Dizi oyuncuları zaten tanınmış oyuncular. İlk oppalarımdan Gong Yoo ve Lee Dong Wook'u aynı dizide görmek beni çok çok mutlu etti. Bu diziye yakıştıramadığım tek kişi, Goblin'in gelini rolündeki Kim Go Eun'dı. Bu tamamen benim kişisel kıskançlığım da olabilir çünkü ben Gong Yoo ile oynayan oyuncuları sevemiyorum bir türlü. Onu Cheese In A Trap dizisinde beğenmiştim aslında. Kim Go Eun'ı ilk gördüğümde tam bir Koreli demiştim. Çünkü diğer oyuncular gibi çift göz kapağı ameliyatı yaptırmamış :)



Dizide Kim Go Eun'ın oynadığı Goblin'in Gelini rolü, zengin ve güçlü erkeğe tutunan zayıf kız imajı nedeniyle Korelilerce eleştirildi. Reşit olmayan bir lise öğrencisi ve kendinden yaşça büyük ve zengin iki adamın evinde kalması ve bu adamlardan biriyle yaşadığı aşk biraz sınır aşan cinsten görüldüğü için. Ben de bu eleştiriye katılanlardanım. Kim Go Eun'ı bu dizide bir lise öğrencisi olarak değil de ayakları yere basan bir üniversite öğrencisi veya çalışan bir kadın olarak görmek beni daha mutlu ederdi.





Dizinin hikayesini, insanlara ölümü hatırlatması dolayısıyla da vicdan muhasebesi yapmamızın önünü açması yönüyle beğendim. Gong Yoo'yu ilk defa tarihi bir dizide az da olsa görme şerefine nail oldum. Bir insan her diziye mi yakışır! Dizide kral ile kraliçenin hikayesi de çok romantikti.


Keşke her mum üflediğimizde bizim de karşımızda Gong Yoo belirse :)




Dizi kuşkusuz 2016'ya damgasını vurdu. İlk bölümü film kıvamındaydı. Bu yüzden diğer bölümlerde de çarpıcı olaylar olmasını bekledim ama dizi beklentimin aksine melankolik bir havada ilerledi.
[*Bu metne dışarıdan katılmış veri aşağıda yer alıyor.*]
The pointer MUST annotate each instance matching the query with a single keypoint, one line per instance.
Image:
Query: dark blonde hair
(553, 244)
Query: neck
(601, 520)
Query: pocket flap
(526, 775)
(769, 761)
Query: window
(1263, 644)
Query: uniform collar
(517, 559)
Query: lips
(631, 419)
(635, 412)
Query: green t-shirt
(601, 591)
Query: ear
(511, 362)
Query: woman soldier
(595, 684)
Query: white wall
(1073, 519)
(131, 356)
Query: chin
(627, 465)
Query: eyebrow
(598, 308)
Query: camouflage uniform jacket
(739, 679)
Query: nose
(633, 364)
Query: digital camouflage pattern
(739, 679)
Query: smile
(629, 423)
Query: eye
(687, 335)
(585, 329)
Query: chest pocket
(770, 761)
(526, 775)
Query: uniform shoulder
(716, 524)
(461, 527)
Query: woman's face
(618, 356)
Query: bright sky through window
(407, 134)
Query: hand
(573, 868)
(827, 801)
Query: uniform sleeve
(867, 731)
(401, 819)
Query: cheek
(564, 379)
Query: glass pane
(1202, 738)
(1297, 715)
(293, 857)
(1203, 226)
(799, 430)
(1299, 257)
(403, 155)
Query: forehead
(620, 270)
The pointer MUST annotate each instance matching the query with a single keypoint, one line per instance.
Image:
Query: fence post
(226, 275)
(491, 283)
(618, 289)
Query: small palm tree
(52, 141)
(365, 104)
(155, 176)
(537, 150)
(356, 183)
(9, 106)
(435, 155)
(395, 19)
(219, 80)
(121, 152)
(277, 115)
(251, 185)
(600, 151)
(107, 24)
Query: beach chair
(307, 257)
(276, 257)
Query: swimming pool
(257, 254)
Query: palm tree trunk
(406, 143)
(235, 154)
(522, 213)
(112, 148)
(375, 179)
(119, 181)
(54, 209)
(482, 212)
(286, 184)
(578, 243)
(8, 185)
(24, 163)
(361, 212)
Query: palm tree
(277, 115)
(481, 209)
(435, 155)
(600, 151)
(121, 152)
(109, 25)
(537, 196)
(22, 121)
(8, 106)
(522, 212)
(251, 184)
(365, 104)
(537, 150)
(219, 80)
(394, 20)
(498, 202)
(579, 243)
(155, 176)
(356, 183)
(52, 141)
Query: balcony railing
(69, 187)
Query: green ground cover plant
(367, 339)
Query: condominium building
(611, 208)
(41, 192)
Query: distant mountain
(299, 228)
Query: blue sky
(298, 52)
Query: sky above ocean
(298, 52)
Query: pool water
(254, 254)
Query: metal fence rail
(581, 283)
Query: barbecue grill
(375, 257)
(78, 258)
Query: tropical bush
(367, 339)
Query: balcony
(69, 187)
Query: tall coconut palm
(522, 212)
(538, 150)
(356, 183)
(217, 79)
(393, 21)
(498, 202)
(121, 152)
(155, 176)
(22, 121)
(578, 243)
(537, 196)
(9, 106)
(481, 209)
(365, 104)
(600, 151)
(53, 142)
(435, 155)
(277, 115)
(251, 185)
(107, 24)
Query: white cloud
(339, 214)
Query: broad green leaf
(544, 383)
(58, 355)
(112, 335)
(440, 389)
Her dizinin ben de farklı bir etkisi oluyor.

Bu dizide de "araf"taki çay içme sahneleri bana Yahya Kemal Beyatlı'nın "Sessiz Gemi" şiirinden şu mısraları hatırlattı:


Birçok gidenin her biri memnun ki yerinden,

Birçok seneler geçti; dönen yok seferinden.



Dizinin tüm müzikleri güzeldi ama ben en çok Winter Is Coming'i sevdim.




Yoksa siz hala Goblin'i izlemediniz mi?